The EZTV Online Museum Project www.eztvmuseum.com is the latest project by EZTV (not t be confused by the younger bit torrent of the same name), a seminal Los Angeles-based media arts organization, whose roots date back to 1979. Although still in its early stages, and currently seeking development partners, its long-term goal is an online decentralized archive preserving the works from digital arts ‘classical period’, as well as presenting the best of the newest generations of artists. And offering a forum for the discussion of what is to come.
There was a time when in order to be a digital artist, you either needed to team up with an advanced computer scientist or else, more interestingly perhaps, also become a computer scientist yourself. There simply were no available software packages for making digital art (at the time once referred to as computer art) and therefore you literally needed to write the software you would use yourself. For example, in the early 1980s, UCLA student Dave Curlender, wishing to pay artistic homage to Edvard Muybridge, learned computer code, wrote animation software (including an early version of motion-capture) and then teamed up with a medical student, who together gained access to a UCLA medical school supercomputer.

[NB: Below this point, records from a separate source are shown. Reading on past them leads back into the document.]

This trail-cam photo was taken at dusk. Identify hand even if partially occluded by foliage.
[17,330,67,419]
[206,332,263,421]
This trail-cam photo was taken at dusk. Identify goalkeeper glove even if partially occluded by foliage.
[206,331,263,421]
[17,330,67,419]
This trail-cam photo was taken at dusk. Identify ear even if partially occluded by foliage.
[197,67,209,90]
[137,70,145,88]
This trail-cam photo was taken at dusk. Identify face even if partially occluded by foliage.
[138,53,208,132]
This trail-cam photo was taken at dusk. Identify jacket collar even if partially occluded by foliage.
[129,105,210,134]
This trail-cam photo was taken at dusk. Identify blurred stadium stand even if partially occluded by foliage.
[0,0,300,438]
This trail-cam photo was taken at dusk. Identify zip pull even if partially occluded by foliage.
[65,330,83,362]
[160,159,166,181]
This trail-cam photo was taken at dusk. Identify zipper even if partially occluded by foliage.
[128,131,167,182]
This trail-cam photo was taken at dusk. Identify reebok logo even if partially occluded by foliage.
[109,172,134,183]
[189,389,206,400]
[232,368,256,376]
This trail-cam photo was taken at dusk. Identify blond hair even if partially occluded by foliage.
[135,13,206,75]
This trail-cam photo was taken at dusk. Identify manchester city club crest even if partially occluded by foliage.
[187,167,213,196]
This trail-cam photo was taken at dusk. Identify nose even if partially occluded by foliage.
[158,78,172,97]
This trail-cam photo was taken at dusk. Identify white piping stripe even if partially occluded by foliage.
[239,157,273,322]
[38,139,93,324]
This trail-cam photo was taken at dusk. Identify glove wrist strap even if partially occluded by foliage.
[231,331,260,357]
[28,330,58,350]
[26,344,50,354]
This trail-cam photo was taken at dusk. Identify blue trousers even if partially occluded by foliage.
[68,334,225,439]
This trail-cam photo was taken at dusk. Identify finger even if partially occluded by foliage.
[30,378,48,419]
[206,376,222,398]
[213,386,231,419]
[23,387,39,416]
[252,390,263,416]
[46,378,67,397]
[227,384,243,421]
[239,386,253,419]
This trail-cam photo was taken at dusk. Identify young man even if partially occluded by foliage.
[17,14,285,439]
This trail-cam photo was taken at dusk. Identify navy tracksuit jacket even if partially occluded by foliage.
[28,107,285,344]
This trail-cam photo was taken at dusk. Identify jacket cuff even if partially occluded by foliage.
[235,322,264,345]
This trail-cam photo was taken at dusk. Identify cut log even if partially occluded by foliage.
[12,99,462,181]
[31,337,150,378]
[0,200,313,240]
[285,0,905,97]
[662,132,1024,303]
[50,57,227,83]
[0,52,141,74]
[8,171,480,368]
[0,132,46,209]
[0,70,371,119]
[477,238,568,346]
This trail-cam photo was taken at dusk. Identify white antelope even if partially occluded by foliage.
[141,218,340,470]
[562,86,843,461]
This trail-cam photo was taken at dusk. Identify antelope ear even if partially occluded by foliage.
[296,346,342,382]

The work, although low resolution by today’s 4K and beyond standards, still very much stands the test of time as a work of art. Completed in January of 1985, you can see it here:
This was from the second generation of computer artists, when imagery began to achieve a semi-realistic quality. Such work and even earlier exemplary examples need to be seen by younger generations of digital artists, so that they hopefully may appreciate the DNA from which they came. It is time to for the current generation, using their technology, to experience the masterpieces that have been created for almost 70 years.
The advantages of an append-only system for aggregating cultural assets should seem obvious to anyone who fully appreciates the blockchain ecosystem. Simply, put, once something is remembered, it should not be forgotten, left to the whims of future generations whose politics or cultural changes wish to censor, erase and obliterate certain aspects of the past. A museum at its heart, is about remembering. But it also must reflect the current cultural climate and anticipate the developments, both artistically as well as technologically, to come. That is what at the EZTV Online Museum project, when defining its function as ‘living in the present, acknowledging the past, anticipating the future.” No other mandate or mission can adequately satisfy the important role that the emergent digital museums will play. A town square for the very discussion of the most fundamental of cultural questions: “what is art?’ Of course, there has never been one answer to this highly subjective subject, yet constant reminder of the enormous achievements that have happened, are currently happening and are still to come, but be a guiding point for further discussion.
There exists a need for a decentralized museum, perhaps many such entities that archives and presents the best of all digital art, as well as provides an open, more inclusive forum for emerging voices. Utilizing the best of what blockchain can offer, it can serve as both museum and gallery, even providing opportunities for sales to those artists involved. It is an idea whose time has come. We look forward to seeing how this space develops. Beyond the hype of the last year, and anticipating the emergence of a truly new global culture, while recognizing the local cultural specifics that make us all unique.
Welcome to the advent of the decentralized museum. Enjoy the view.